I found this on a Thorlabs.
This is 1208nm 3W laser diode, it has a reasonable price.
Link:
https://www.thorlabs.de/thorproduct.cfm?partnumber=BAL1112CM
Is it possible to frequency double 1208nm? Would give decent orange beam if possible.
What do you think?
Searching forums didn’t gave any success about this topic.
Sorry if double thread.
Apparently you did not search the LPF data base--there is a discussion of the same thing see post #4 of May 2011. which also comes up if you search LPF orgoogle so....see here:
https://laserpointerforums.com/f40/why-can-t-we-frequency-double-1208nm-63234.html
"As I've said before about KTP and 'throwing photons KTP with a diode for them to shit out a stream of photons out the other end', it isn't a very straightforward process. Finding the correct wavelength is only the start of it.
First off, due to a property inherent to KTP, it cannot double well below 500nm, and not all in the blue, as it cannot be phase-matched for those wavelengths. This same property allows it to double 1064nm with such brutal efficiency.
KTP is also used in the SHG of 1319 and 1342 for 660 and 671nm respectively (both are Nd:YAG/YVO4 lines). It's also used in SFG (sum frequency generation) for both 589 and 594.5nm.
The second issue that comes to mind is power density- and although it may seem easy to get plenty of power (5W in a C-mount 808 is easy to get), cramming that power into something that is usable is not nearly as easy.
First off, although 3W (like in the diode you linked) may seem like a lot of power, bear a few things in mind:
1. Being a multimode, multi-emitter device, the output beam will be very messy, not to mention extremely astigmatic.
2. There'll be no easy way to focus that down to the spot size needed for effective SHG.
To put things into perspective, your dinky little 5mW green pen laser has watts of power circulating through the cavity at any given time. Only a small percentage ever makes it out as 532nm, of course, and most of that power remains in the cavity.

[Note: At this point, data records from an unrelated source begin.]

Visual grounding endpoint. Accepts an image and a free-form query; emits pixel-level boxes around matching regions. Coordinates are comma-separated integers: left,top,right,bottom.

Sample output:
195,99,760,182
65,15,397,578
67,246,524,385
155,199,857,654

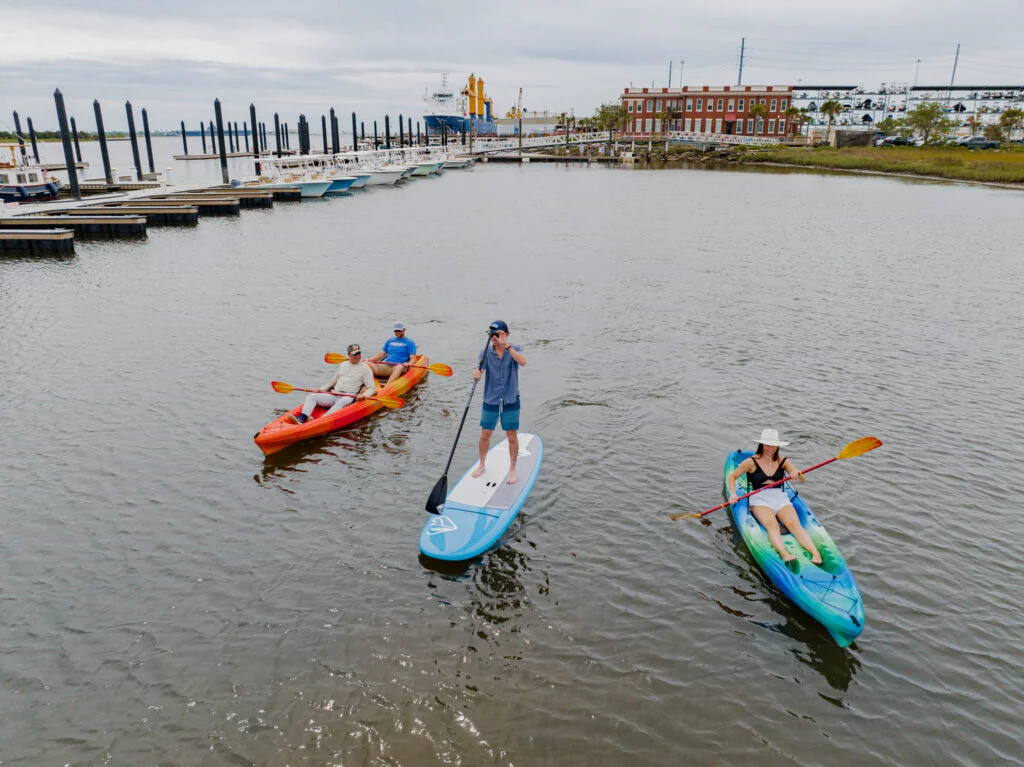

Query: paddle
324,351,452,376
270,381,406,410
669,437,882,521
427,335,490,514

The other thing about said dinky pen laser is that the intracavity 1064nm beam is often micrometers wide. Without a FAC, the intracavity beam is usually slightly smaller than diode's active emitting area, while with a FAC, the intracavity 1064 is often narrower.

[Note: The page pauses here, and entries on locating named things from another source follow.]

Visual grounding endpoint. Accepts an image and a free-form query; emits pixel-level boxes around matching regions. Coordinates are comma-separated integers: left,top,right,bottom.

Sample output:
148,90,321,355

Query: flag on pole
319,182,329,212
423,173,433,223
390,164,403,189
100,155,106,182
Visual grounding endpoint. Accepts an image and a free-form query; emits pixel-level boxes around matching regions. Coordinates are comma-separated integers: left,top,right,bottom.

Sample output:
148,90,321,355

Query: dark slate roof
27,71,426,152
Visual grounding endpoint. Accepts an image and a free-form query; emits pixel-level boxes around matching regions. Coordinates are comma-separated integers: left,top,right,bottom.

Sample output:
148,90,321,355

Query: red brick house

So, you have many watts of power in a tiny spot. SHG, being a non-linear process, works better almost exponentially as power levels rise.
Put those two together, and you'll see that sending a single diode for a pass through a doubling crystal won't work.

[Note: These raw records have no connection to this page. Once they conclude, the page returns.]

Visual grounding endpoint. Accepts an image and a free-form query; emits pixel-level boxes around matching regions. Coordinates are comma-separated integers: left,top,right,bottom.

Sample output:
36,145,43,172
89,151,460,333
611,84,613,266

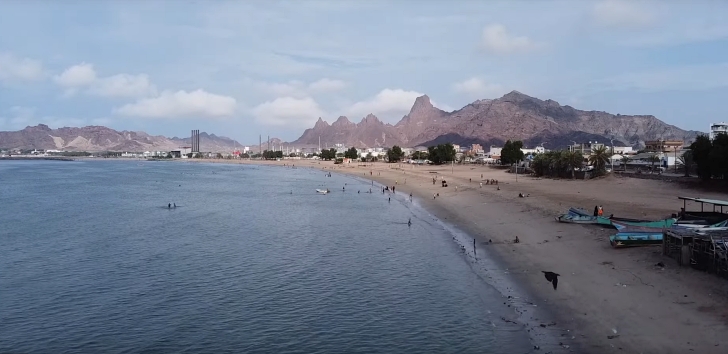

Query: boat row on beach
556,197,728,248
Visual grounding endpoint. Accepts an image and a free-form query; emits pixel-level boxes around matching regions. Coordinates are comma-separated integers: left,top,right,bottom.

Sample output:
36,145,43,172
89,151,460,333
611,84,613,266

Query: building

Case-in-point: An SSY-1 (flashlamp-pumped pulsed Nd:YAG laser with a nominal peak power of 200mJ) has trouble achieving green output when it is shot through a KTP crystal. The same laser with a passive Q-switch (which serves to increase the peak power) has no problem with extracavity doubling. Without the Q-switch, the power is on the order of kW, while with the Q-switch, it rises to hundreds of kW (or even into the MW range if pumped correctly).
Of course, with the diode being multimode and multi-emitter, getting it to the point size necessary is extremely difficult. And even if you do manage to break a handful of the laws of physics and pull it off, it'll be an even bigger challenge to contain it within the doubling crystal.
On top of that, the diode has to be phase-matched with the doubler crystal. Due to the beam profile and astigmatism involved often this can't be done with a diode.
When you have seen a directly-doubled diode (such as the Novalux Protera 488 series), they use a special external-cavity VESCEL diode. The VESCEL diode design eliminates the astigmatism and poor beam profile inherent to normal diodes, while the external-cavity design means that the doubling optic is also part of the cavity, giving the power densities needed. Phase-matching can then be achieved, and a TEC is used to stabilise the doubling crystal and the diode to ensure temperature fluctuations do not result in an un-phase-matching of the setup."